In the previous section, we calculated price estimates directly using predefined coefficient values. While this approach is useful for prediction, it doesn’t leverage the full power of linear regression. The true strength of linear regression emerges when we flip the problem: rather than knowing the coefficients and predicting prices, we can use data to estimate the coefficients themselves. This allows us to determine how each feature influences the final price, which is the key to understanding relationships in data.

## Why Can't We Always Get Perfect Predictions?

In reality, it is nearly impossible to find coefficients that perfectly predict the prices for every data point. There are numerous reasons why this happens:

- **External factors**: Prices are affected by factors outside of the model, such as market trends, location desirability, and the economic climate.

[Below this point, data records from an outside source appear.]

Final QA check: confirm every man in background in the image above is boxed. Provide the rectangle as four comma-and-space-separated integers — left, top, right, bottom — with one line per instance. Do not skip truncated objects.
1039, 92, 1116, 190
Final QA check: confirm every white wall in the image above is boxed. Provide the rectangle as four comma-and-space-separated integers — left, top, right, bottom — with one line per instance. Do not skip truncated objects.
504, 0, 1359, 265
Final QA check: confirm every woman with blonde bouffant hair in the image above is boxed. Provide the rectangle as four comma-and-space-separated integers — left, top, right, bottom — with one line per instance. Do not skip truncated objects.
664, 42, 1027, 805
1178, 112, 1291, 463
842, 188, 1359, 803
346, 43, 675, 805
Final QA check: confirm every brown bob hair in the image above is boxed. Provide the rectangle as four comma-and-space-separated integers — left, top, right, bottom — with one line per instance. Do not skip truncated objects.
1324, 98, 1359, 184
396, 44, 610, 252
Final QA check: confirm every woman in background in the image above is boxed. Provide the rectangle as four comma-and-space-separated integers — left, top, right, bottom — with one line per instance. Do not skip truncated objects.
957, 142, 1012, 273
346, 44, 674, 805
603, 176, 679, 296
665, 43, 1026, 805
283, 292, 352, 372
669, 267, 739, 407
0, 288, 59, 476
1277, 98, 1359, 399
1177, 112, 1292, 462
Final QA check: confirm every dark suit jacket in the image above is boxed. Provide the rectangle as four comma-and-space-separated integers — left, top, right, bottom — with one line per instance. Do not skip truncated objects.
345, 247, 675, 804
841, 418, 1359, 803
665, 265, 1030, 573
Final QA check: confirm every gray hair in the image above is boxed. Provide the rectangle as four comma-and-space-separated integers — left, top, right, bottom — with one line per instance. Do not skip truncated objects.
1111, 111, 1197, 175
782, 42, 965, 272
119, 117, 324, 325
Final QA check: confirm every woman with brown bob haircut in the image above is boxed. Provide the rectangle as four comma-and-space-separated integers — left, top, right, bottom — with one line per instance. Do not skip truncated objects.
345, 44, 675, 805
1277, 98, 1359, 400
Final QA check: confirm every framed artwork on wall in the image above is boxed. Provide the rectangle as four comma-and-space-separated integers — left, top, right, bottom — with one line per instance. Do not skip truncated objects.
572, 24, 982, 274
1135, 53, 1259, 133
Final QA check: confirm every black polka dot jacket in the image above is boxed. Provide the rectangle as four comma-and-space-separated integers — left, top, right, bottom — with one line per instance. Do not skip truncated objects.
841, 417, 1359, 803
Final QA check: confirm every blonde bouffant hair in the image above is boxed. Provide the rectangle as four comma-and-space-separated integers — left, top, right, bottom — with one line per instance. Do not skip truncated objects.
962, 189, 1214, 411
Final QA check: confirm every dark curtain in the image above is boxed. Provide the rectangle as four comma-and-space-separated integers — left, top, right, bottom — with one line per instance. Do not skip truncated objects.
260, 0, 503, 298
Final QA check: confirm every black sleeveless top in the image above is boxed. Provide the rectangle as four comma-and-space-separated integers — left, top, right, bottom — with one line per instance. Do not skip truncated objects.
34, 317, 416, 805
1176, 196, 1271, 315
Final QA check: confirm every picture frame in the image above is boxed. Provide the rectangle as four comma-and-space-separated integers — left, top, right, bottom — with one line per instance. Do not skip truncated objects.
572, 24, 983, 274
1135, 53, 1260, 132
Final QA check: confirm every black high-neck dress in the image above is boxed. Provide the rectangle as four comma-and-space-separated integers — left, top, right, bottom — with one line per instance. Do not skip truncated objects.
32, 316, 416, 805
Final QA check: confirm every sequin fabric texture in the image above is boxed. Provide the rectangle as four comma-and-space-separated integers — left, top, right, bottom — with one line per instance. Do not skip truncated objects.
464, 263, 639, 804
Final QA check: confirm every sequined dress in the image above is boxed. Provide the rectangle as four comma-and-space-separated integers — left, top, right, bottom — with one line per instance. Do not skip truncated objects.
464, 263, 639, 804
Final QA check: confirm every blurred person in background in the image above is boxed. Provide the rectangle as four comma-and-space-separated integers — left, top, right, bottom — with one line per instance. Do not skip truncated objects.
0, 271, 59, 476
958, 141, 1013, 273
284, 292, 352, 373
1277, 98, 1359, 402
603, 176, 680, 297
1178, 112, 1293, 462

- **Data noise**: Random variations in the data may introduce unpredictable fluctuations that are difficult for any model to capture.

- **Confounding variables**: Some features may have hidden relationships that aren’t accounted for in the model, making predictions less reliable.

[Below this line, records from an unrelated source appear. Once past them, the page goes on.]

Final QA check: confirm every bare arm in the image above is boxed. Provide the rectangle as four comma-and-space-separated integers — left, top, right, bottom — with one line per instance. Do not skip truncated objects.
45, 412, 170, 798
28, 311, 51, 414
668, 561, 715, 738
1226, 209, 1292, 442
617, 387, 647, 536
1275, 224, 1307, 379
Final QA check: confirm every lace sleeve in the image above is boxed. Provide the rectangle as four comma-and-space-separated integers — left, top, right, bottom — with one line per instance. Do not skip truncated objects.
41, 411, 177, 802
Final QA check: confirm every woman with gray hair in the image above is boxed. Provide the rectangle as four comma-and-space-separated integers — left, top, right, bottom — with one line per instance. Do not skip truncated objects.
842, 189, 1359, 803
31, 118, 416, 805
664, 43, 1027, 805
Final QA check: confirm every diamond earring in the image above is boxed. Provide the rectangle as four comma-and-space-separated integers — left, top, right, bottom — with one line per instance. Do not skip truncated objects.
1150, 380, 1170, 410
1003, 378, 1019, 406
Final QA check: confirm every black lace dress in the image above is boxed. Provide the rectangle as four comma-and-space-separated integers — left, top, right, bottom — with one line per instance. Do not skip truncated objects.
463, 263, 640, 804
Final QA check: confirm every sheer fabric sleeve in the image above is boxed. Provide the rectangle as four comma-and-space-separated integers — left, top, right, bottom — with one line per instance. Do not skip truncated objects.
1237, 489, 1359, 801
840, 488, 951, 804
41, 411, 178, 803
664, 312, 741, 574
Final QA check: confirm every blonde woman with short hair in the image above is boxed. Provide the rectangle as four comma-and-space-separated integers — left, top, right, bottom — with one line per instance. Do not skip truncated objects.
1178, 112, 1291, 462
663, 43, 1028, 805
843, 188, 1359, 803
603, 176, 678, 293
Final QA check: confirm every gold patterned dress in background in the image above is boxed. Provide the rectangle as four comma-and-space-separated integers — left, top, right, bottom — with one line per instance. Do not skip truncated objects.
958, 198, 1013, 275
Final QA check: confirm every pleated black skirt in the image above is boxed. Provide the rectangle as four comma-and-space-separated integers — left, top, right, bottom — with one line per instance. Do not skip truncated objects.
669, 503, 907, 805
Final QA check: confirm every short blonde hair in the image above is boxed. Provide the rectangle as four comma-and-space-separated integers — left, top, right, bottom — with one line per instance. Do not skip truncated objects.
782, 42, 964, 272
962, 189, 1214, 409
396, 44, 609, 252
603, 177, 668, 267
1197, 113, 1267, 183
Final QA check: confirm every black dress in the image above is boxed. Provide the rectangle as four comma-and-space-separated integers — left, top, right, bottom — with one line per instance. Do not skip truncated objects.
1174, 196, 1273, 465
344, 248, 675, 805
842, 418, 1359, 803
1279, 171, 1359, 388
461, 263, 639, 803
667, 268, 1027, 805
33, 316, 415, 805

- **Selection bias**: The data used to build the model may not represent the full population or all possible scenarios, leading to inaccuracies.

For these reasons, linear regression models will usually make approximate predictions rather than exact ones. Therefore, it's important to critically assess how well the model reflects the true relationships in the data and understand its limitations.


## Estimating Coefficients with the Least Squares Method

One of the most widely-used techniques for estimating the coefficients in a linear regression model is the least squares method. This method, developed by Adrien-Marie Legendre in the early 19th century, minimizes the sum of the squared differences between the actual observed values and the predicted values produced by the model.

Given a dataset with known input features \( X \) and known output values \( y \), the goal is to find the coefficient vector \( c \) that minimizes the sum of squared errors (SSE):

\[
SSE = \sum (y_{\text{actual}} - y_{\text{predicted}})^2
\]

The coefficients that minimize the SSE are those that make the model's predictions as close as possible to the true observed values.


## Practical Example: Finding the Best Coefficient Set

To illustrate this concept, we will calculate the sum of squared errors for several different sets of coefficient values and identify which set provides the best fit for the data. This is a simplified example of the least squares method, where instead of finding the global optimum, we evaluate a fixed number of alternatives.

In [1]:
import numpy as np

# Data: Features (X) and actual prices (y)
X = np.array([[66, 5, 15, 2, 500], 
              [21, 3, 50, 1, 100], 
              [120, 15, 5, 2, 1200]])

y = np.array([250000, 60000, 525000])

# Alternative sets of coefficient values
c = np.array([[3000, 200, -50, 5000, 100], 
              [2000, -250, -100, 150, 250], 
              [3000, -100, -150, 0, 150]])

def find_best(X, y, c):
    smallest_error = np.inf  # Initialize with infinity to find minimum
    best_index = -1  # To track the best set of coefficients
    
    for i, coeff in enumerate(c):
        # Predict prices using current coefficient set
        predictions = X @ coeff
        
        # Calculate sum of squared errors (SSE)
        sse = np.sum((y - predictions) ** 2)
        
        # Update best index if current set has a smaller error
        if sse < smallest_error:
            smallest_error = sse
            best_index = i
    
    print("The best set of coefficients is set %d" % best_index)

find_best(X, y, c)


The best set of coefficients is set 1


## How the Least Squares Method Works

The least squares method tries to find the best-fitting line (or hyperplane in higher dimensions) that minimizes the error between the actual data points and the predicted values. The key idea is to adjust the coefficients so that the sum of squared errors across all data points is as small as possible.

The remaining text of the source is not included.